El cine de terror siempre existió, incluso desde antes que el propio cine. La primera película del género de la que se tiene registro es la francesa Le Manoir du Diable (o, en castellano, La mansión del diablo), que fue realizada en 1896, cuando este formato recién comenzaba a aparecer.
Históricamente, siempre fue un género enfocado a unos pocos, con no demasiado dinero para su producción y relegado a proyecciones de trasnoche. Claro que hay excepciones, como The Exorcist (El Exorcista, 1973), que a fuerza de polémicas y buenas críticas llenó salas de gente, pero en general, nunca fue “la taza de té” de los espectadores.
Pero esto cambió radicalmente en 1999.
Cuando The Blair Witch Project (El Proyecto Blair Witch) se estrenó luego de una larga campaña viral (antes de que las campañas virales sean la norma), el público se rindió a sus pies. Sí, luego las críticas fueron dispares, pero la curiosidad ganó y obligó a millones de personas a correr a su cine más cercana para ver qué había sucedido con los tres campistas del bosque de Black Hills.
Esto provocó que una película que apenas había costado poco más de veintidós mil dólares recaudara casi doscientos cincuenta millones. Y así fue como todo comenzó. O, mejor dicho, renació.
Los productores vieron en esta fórmula algo que podría tener futuro. Porque, ¿qué importaba invertir cien o doscientos mil dólares en una película que, aunque fracasara, iba a costear sus gastos? Ahí había algo, y hubo alguien que enseguida supo explotarlo.
Jason Blum es un productor que, desde comienzos de siglo, está trabajando en lo que él llama “microproducciones”: películas que se filman con rapidez, que son baratas, pero que cumplen ciertos estándares de calidad (que cada uno juzgará luego de verlas, claro). Su primer paso, Paranormal Activity (Actividad Paranormal) dobló la apuesta de Blair Witch: rodó la película por apenas quince mil dólares.

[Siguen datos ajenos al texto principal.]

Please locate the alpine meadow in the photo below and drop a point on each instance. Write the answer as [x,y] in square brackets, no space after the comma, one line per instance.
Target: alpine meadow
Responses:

Esa mínima inversión (con algunos extras sumados en campaña, publicidad, etcétera) se multiplicó hasta llegar a los doscientos millones de dólares, una ganancia inaudita.
Así fue que nació Blumhouse, la productora que desde 2007 da una o dos películas de terror anuales. Aunque ahora se puede dar algunos lujos, como pagar cuarenta millones por The Conjuring 2 (El Conjuro 2, 2016) que, para variar, también le dio altísimas ganancias, con una recaudación mundial que superó los trescientos veinte millones.

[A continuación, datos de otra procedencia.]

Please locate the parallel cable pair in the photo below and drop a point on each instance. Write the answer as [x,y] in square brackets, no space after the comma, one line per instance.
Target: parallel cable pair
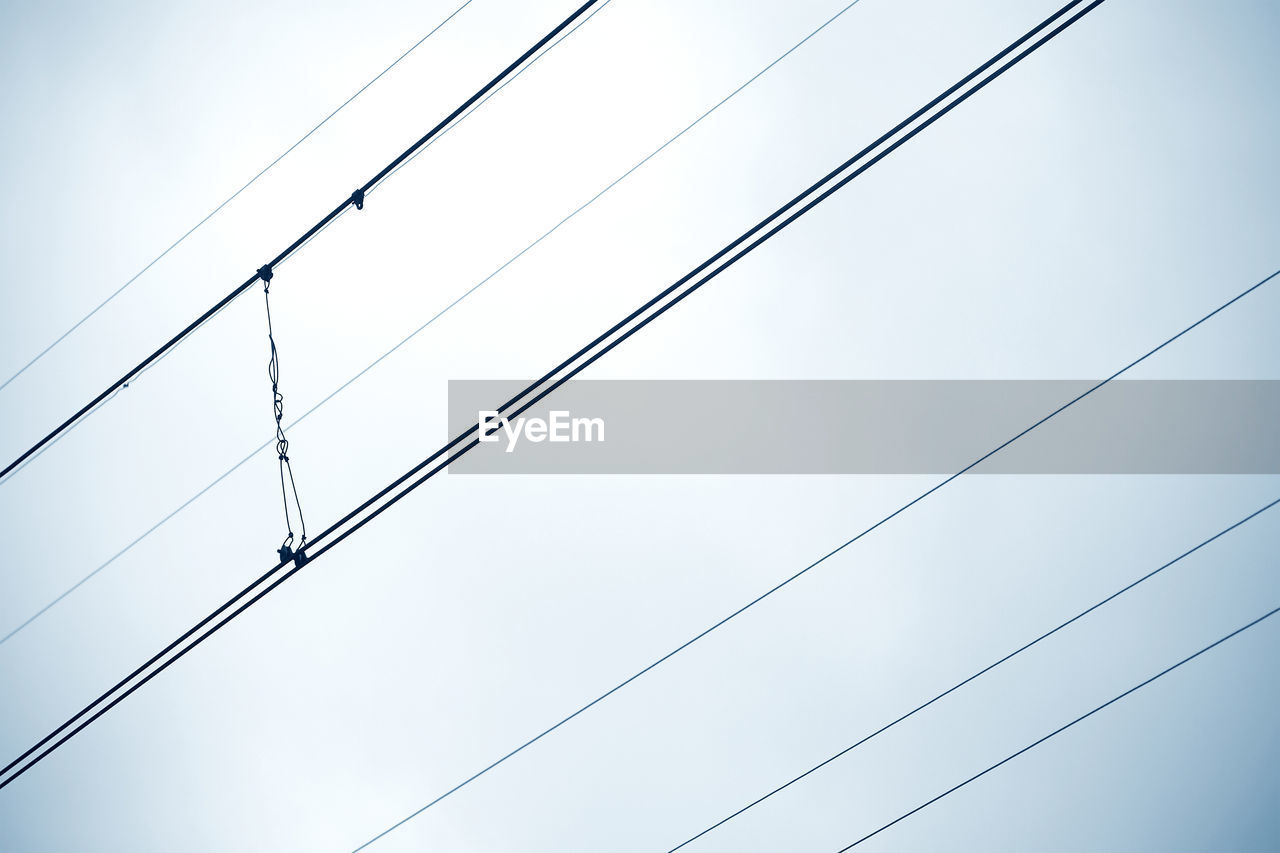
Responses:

Gracias a Blumhouse (y teniéndola como protagonista indiscutida) es raro que pasemos una semana sin películas de terror en la cartelera local. Mientras IT (2017) sigue sumando, en octubre se estrenó The Unspoken (El origen del terror en Amityville, 2015), la remake/protosecuela de Flatliners (Línea mortal, 2017), el 19 se estrenó (no es chiste) Amityville: The Awakening (Amityville: El despertar, 2016) y como si fuera poco, la fiesta oscura sigue con el regreso de Jigsaw (Jigsaw: El juego continúa, 2017).

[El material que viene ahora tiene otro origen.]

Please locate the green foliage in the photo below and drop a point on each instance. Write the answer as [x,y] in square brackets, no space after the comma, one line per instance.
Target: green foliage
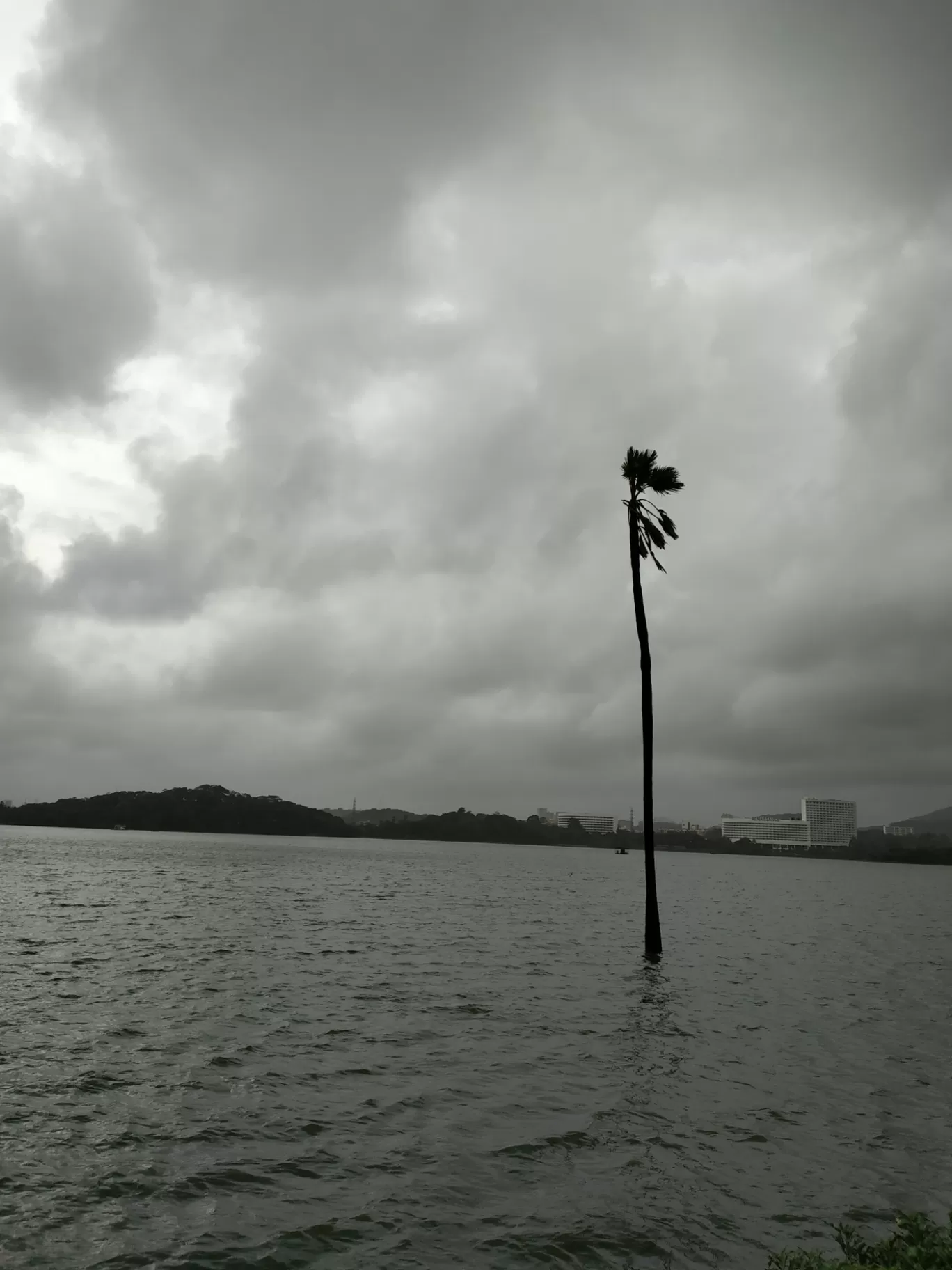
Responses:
[917,1244]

Todos estos casos comparten una cualidad: son películas que los grandes estudios hacen con las sobras de otras producciones. Entonces, es claro: a la audiencia le gustan las películas de terror, a las productoras no les cuesta hacerlas y, para colmo, a causa del primer ítem los empresarios detrás de ellas comen caliente todos los días.
Si tenés más de treinta o treinta y cinco años y siempre estuviste “en el margen” por ser fan de las películas de terror y/o los cómics, estos días son extraños. Todo eso que vos tenías y que parecía que sólo era tuyo, ahora es lo más popular del mundo. A algunos les encanta, otros sienten que descubrieron su más preciado secreto y se lo están repartiendo a todos. Sea como sea, no importa: la realidad es que si te gusta podés disfrutarlo y, si no te gusta, ya vendrá la nueva cosa que reemplazará lo que hoy está de moda. Lo único que podemos hacer desde acá es rogar que no vuelvan a ser vampiros brillantes con las hormonas descontroladas.